Earlier in his judgment, Lord Briggs had indicated that a statutory fiction should have effect only as far as the intended purpose of the relevant deeming provision. He also indicated that a court should, in the absence of a clear statutory requirement, be reluctant to apply a deeming provision in a way that produces an anomalous result. As such, when properly considered, the effect of section 15(2) ITTOIA was limited in Lord Briggs’ view to its purposes of securing computational benefits for a prescribed class of (employed) taxpayers and did not extend to altering the meaning of terms used within the Treaty. It could not be applied in such a way so as to render “a qualifying diver immune from UK taxation”.
As a result, Lord Briggs determined the preliminary issue in terms that if Mr Fowler was an employed diver during the relevant tax years, his income from diving engagements in the waters of the UK continental shelf would be taxable in the UK.
The unanimous decision of the Supreme Court brings clarity to an issue of treaty interpretation which saw conflicting judgments from the F-tT and the majority of the Court of Appeal on the one hand and the Upper Tribunal and the minority of the Court of Appeal on the other.
In the context of a double taxation treaty, the Supreme Court’s decision confirms that the interaction between a deeming provision under domestic law and the relevant articles of the double taxation treaty will be determined by (a) whether the deeming provision, construed purposively, is sufficiently broad in scope to alter the manner in which the double taxation treaty is applied (and the definition of terms used within it) and (b) whether, on a proper reading, the treaty permits the deeming provision to have such an effect. It is to be hoped that in most cases there will be a tolerably clear answer to this question. In certain situations, however, the purpose of a particular deeming provision may prove difficult to discern, such that the effect of the relevant deeming provision will remain unclear.

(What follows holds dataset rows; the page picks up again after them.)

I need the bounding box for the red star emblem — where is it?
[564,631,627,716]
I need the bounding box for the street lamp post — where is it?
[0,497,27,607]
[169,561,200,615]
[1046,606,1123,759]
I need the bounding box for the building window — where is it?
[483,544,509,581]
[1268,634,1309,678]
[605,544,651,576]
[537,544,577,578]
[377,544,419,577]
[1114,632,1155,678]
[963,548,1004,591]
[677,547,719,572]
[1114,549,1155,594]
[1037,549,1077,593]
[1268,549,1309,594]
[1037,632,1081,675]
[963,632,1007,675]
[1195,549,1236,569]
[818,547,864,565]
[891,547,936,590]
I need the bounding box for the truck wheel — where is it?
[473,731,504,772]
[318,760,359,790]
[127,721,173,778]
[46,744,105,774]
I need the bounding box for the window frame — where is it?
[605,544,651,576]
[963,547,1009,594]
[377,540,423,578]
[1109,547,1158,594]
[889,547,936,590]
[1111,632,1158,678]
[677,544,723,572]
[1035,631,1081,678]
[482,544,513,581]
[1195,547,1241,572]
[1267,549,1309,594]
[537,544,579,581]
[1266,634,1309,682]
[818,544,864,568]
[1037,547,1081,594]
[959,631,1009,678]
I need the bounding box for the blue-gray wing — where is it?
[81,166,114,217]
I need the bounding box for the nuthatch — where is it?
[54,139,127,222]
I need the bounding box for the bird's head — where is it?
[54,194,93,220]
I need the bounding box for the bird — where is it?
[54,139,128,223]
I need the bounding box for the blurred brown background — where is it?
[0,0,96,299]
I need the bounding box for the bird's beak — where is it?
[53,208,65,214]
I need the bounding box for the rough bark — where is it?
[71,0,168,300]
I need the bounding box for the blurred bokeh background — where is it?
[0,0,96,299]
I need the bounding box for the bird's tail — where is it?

Turning to the international dimension, the Supreme Court’s decision once again confirms that interpreting double taxation treaties requires something more than determining the meaning of relevant terms under domestic law. A proper interpretation may require a consideration of the bilateral context which generated the relevant treaty and may also take into account the obligations imposed, and the interpretative methods prescribed, by the Vienna Convention on the Law of Treaties as well as any guidance contained in relevant parts of the OECD Commentary.
As a final observation, Fowler may point to the potential pitfalls of opting to have an issue in an appeal to the F-tT determined as a preliminary issue. As Fowler demonstrates, where an issue is complex or difficult to determine, it can take a number of years and multiple appeals before a preliminary issue is determined. Even then, other issues in the case may still need to be resolved after the preliminary issue has been decided. In this case, for example, the question of whether Mr Fowler was in fact employed during the relevant tax years has yet to be determined. Each tax appeal turns on its own facts, and it would not be correct to second guess the decisions taken in other appeals. It may be, however, that if other taxpayers are faced with appeals where two separate issues could each be determinative of the appeal, opting to have only one of those issues heard as a preliminary issue may only be desirable if there are compelling reasons to do so.